Si des lecteurs ne disposent pas des identifiants de connexion ou rencontrent des difficultés, ils sont invités à nous contacter pour être aidés.
La Bibliothèque peut être contactée par téléphone au 04.37.27.20.66 (nouveau numéro) et courriel : bibliothèque.lyon.armees@orange.fr.
Les lecteurs peuvent emprunter les livres modernes ou anciens de leur choix, moyennant une cotisation annuelle de 20 euros par famille. Gratuit pour les personnels de la Défense et les étudiants. Bonne lecture !

NOUS TROUVER
Monsieur Christophe Chevassus bibliothécaire, son aide et son équipe de bénévoles seront heureux de vous accueillir. La Bibliothèque se situe au Cercle Bellecour, quartier Général Frère (QGF) 22 avenue Leclerc, Lyon 7°.
En entrant se garer sur la droite au parking visiteurs durée limitée : demander l’ouverture de la barrière avec le bouton d’appel.

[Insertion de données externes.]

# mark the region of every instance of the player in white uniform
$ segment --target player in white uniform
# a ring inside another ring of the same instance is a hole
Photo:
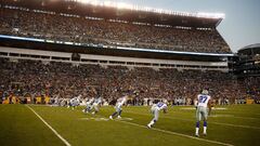
[[[92,115],[95,115],[96,112],[100,111],[101,103],[102,103],[102,98],[101,97],[96,97],[94,99],[94,103],[93,103],[94,111],[92,112]]]
[[[113,119],[116,115],[117,115],[117,118],[121,118],[121,106],[127,102],[127,99],[129,98],[129,95],[126,95],[126,96],[122,96],[120,98],[117,99],[117,103],[116,103],[116,111],[109,116],[109,119]]]
[[[76,106],[78,106],[80,104],[80,97],[81,97],[81,95],[69,99],[68,108],[73,107],[73,109],[74,109]]]
[[[195,135],[199,136],[199,121],[204,120],[204,135],[207,135],[207,118],[208,118],[208,111],[207,107],[209,107],[209,112],[211,111],[211,97],[208,95],[207,90],[203,90],[202,94],[197,95],[197,110],[196,110],[196,132]]]
[[[90,98],[87,103],[86,103],[86,108],[82,110],[83,112],[90,112],[93,108],[93,104],[94,104],[94,97]]]
[[[156,121],[158,121],[159,111],[160,111],[161,109],[162,109],[164,112],[166,114],[166,111],[167,111],[167,104],[164,103],[164,102],[159,102],[159,103],[154,104],[154,105],[152,106],[151,111],[152,111],[154,118],[153,118],[153,120],[147,124],[147,128],[151,129],[151,128],[156,123]]]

La bibliothèque se trouve dans le bâtiment en face, le Cercle Bellecour (ex Cercle des Officiers), au niveau mezzanine du grand hall sur la droite

La Bibliothèque Principale

CHOIX de LIVRES
Nous avons atteint en octobre 2022 46700 ouvrages répertoriés !!!. La bibliothèque achète régulièrement des livres de loisirs actuels (romans, romans policiers… ) et des ouvrages culturels sur tous les sujets : (histoire, histoire militaire, géopolitique, rayon lyonnais, biographies, mémoires, société…), sans oublier un rayon BD.
Elle bénéficie également de fréquentes donations. Les livres doivent être triés, cotés, enregistrés, étiquetés et couverts un par un… Beaucoup de travail pour les bénévoles ! (qui n’ont plus été autorisés à travailler pendant la crise sanitaire…).

Un rayon du Fonds Patrimonial

FONDS PATRIMONIAL ANCIEN
La Bibliothèque Militaire de Lyon détient de plus dans sa réserve un très important fonds patrimonial historique et militaire ancien, avec beaucoup de livres du XIX° siècle, à la disposition des amateurs et des chercheurs, à emprunter ou consulter sur place selon les cas.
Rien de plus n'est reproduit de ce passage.